Défi lancé par Vague Abonde
Apnée meurtrière
Maître Bifidus, avocat de renom s'avança religieusement. Il déplia un papier devant lui, ajusta ses lunettes et lut.
"Mon cher mari,
Je t'écris cette lettre pour t'expliquer les véritables raisons de mon acte.
Par quoi commencer, mon amour ?
J'userais, si tu le veux bien, d'un langage imagé pour te faire comprendre les choses. J'espère qu'il te sera suffisamment familier et compréhensible toi le poète qui aime, à tes heures perdues, buller de longs moments devant trois papillons sur le devenir.

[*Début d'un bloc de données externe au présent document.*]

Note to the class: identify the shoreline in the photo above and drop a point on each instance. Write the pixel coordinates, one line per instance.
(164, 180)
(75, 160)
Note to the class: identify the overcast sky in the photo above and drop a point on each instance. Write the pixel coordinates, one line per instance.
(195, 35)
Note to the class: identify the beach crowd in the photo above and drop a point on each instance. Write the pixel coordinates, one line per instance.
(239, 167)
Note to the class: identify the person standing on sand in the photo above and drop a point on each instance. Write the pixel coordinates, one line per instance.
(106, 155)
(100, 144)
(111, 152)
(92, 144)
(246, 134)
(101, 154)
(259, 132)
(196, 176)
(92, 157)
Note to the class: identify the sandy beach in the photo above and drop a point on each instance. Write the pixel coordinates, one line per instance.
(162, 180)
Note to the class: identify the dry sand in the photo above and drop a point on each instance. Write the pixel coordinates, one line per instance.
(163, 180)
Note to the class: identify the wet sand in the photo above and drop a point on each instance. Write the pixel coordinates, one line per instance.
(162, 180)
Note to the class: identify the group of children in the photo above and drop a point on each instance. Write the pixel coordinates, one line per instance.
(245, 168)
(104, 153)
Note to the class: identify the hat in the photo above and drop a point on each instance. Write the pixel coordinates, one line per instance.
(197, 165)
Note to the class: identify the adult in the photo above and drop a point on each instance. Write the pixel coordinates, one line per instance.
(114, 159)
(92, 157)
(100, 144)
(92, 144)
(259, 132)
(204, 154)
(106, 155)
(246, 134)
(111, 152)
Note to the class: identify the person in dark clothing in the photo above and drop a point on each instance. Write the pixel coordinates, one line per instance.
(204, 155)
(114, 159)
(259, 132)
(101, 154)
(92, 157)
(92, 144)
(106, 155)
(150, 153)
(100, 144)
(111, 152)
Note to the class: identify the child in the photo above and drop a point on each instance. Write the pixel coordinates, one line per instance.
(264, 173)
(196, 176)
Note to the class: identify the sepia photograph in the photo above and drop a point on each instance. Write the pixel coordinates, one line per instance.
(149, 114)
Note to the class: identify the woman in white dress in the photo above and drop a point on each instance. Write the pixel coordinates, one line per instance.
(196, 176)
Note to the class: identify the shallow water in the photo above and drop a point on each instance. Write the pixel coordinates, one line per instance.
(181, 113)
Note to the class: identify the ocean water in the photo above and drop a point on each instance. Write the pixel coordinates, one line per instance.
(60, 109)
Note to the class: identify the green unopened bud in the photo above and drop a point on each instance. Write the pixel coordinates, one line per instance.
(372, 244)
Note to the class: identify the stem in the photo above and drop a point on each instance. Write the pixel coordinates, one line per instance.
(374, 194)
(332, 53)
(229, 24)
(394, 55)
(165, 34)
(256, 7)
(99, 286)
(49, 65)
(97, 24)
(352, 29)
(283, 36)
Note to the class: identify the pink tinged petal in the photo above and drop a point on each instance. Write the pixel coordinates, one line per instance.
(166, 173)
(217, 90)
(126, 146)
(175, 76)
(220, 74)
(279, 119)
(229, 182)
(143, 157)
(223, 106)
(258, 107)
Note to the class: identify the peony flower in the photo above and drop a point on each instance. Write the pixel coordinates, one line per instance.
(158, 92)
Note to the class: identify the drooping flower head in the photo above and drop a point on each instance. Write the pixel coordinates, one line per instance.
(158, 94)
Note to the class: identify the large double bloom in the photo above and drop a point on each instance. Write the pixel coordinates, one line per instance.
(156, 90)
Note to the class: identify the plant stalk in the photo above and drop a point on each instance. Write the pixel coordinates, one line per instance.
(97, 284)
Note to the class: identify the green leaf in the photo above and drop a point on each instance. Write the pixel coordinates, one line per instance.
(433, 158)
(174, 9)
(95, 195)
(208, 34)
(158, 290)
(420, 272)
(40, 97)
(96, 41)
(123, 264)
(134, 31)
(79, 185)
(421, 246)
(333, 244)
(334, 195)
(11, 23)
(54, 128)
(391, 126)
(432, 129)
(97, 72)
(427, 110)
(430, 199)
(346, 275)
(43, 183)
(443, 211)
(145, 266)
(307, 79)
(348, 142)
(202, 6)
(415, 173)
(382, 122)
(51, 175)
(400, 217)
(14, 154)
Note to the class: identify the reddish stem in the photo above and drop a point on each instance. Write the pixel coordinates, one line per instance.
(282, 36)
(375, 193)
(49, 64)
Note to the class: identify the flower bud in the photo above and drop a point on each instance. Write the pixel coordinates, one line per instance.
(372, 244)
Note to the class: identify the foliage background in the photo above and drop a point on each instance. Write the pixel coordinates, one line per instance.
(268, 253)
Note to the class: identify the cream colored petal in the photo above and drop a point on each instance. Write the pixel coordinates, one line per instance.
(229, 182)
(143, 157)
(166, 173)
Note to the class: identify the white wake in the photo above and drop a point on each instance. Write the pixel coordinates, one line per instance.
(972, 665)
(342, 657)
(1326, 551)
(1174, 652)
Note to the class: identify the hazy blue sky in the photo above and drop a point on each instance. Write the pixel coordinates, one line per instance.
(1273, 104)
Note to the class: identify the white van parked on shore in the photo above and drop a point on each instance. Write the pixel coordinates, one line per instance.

Depuis huit ans maintenant ô mon amour, chaque soir quand tu t'endors quelques minutes suffisent pour que la symphonie commence. D'abord un léger sifflement. Un peu comme une chambre à air percée sur laquelle on appuierait cruellement pour la vider au plus vite. Si on me donnait le pouvoir de voler je m'appuyerais sur ce vent puissant pour faire le tour de la chambre. Je n'aurais aucune peine à décoller et, quand je perdrais de l'altitude, ton divin Foehn viendrait soutenir mon aile, frêle, en ce soir mouvementé. Et puis, vers minuit et quart, ta bouche s'agrandit laissant échapper un son d'abord éolien presque apaisant mais bientôt impétueux et insolent ! Il cogne contre les murs à l'allure d'un chevalier frappant aveuglément devant lui, désespéré de perdre la bataille. Huit ans que j'entends tes grognements de sangliers avides de terres truffières. Huit ans à supporter, chaque nuit que Dieu fait, ton haleine fétide, tes pets vaporeux. Nos draps, trempés de cette fragrance nocturne capable d'insuffler, même dans les esprits les plus pacifiques des envies de meurtres, s'auréolent de honte.
Au revoir mon cher mari. "
L'avocat replia la lettre, observa un moment de silence et fut satisfait de la réaction des jurés dont l'opinion venait de basculer vers la peine la plus sévère.